Pode-se encontrar uma origem da figura da fada na tradição celta (MICHELLI, 2013).
O pesquisador José Carlos Leal apresenta algumas características da personagem, que remete
às deusas do destino, chamadas Moiras ou Parcas:

Assim, as fadas são aquelas que fadam, isto é, dão um destino. Neste sentido existe
uma perfeita equivalência entre a palavra fada e a palavra moira. A Moira ou Moiras,
às vezes personificadas pelas irmãs fiandeiras Lakesis, Atropos e Clotos, na crença
popular dos antigos gregos, presidiam os acontecimentos básicos da vida humana: o
nascimento, o casamento e a morte. Um levantamento, mesmo que não exaustivo, dos
contos infantis, mostra facilmente as fadas comparecendo a uma dessas três situações,
principalmente aos nascimentos, quando atribuem à criança recém--nascida um
determinado destino. (1985, p. 75)
Inicialmente, a figura da fada estava bem distante da comumente conhecida hoje: “A
fada medieval aproxima-se do conceito grego de feiticeira, do tipo de Circe ou de Medéia. [...]
Foi provavelmente no período medieval que a fada ganhou o estereótipo com o qual ficou
conhecida na literatura infantil.” (1985, p. 76), uma visão muito consagrada em filmes da
Disney, por exemplo: a fada madrinha, bela, com asas, capaz apenas de boas ações. Vale
salientar também um atributo inseparável desta personagem: a vara de condão, cujo nome
“deriva certamente do verbo latino condonare que tem o sentido de dar de presente [...] Esta é
a função exata da varinha de condão: dar algo a alguém, ajudar uma pessoa a resolver uma
questão difícil, uma tarefa impossível etc.” (1985, p. 79).

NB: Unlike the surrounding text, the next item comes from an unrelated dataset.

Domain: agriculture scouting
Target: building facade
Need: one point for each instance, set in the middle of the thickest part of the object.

Além disso, Michelli lembra o
simbolismo que cerca esse objeto:
O significado da varinha de condão das fadas pode ser explicado se considerarmos,
em primeiro lugar, o simbolismo mágico que adere à vara, representando, conforme
Chevalier e Gheerbrant, poder e clarividência advindos de Deus, das forças celestes
ou mesmo do demônio; [...] Na palavra condão ecoa o “dom” recebido e concedido.
(2013, p. 65)
Em contrapartida, pode-se refletir sobre a personagem bruxa, ou feiticeira, ser
caracterizada pelo conhecimento da natureza, com suas ervas, poções, feitiços, além da prática
de adivinhações, geralmente acompanhada de animais considerados venenosos ou associados à
magia negra ou à escuridão da noite, como sapos, cobras, gatos pretos, corvos e gralhas, corujas.
Sobre o espaço que habitam,

Os lugares tradicionalmente ligados à feitiçaria, como assinala Nicole Chaquim, são


“lugares exteriores à muralha social: florestas, montanhas, vizinhanças de lagos [...]”
[...] A feiticeira nora numa gruta, ou em algum refúgio da floresta, ou então numa casa
pobre, escura e suja, onde ninguém penetra. Dessa maneira, sua intimidade e seus
segredos ficam protegidos. (GABORIT; GUESDON; CAPORAL, 2000, p. 351)
Uma personagem que não representaria mal algum, visto que agiria como uma
curandeira, auxiliadora do ser humano, gerou, no entanto, grande desconfiança e rejeição,
conforme afirma Tuane Silva:

No final da Idade Média, tal conhecimento [ligado à natureza] já não era bem visto e
muito menos aceito e, assim, milhares de mulheres foram rotuladas e marcadas como
“diabólicas”, acusadas de fazerem pacto com o Diabo, obrigadas a assumirem o
estigma de praticarem bruxaria ou feitiçaria, atividades que amedrontavam, de forma
assustadora, o imaginário histérico e coletivo. (2020, p. 370)
Assim, a bruxa passa a ter uma representação totalmente negativa, arraigada no imaginário
popular, que é comumente encontrada também em muitas produções artísticas. A partir de uma
breve análise de algumas narrativas, em um recorte, torna-se possível observar em que medida
tais construções se confirmam na tradição e na contemporaneidade.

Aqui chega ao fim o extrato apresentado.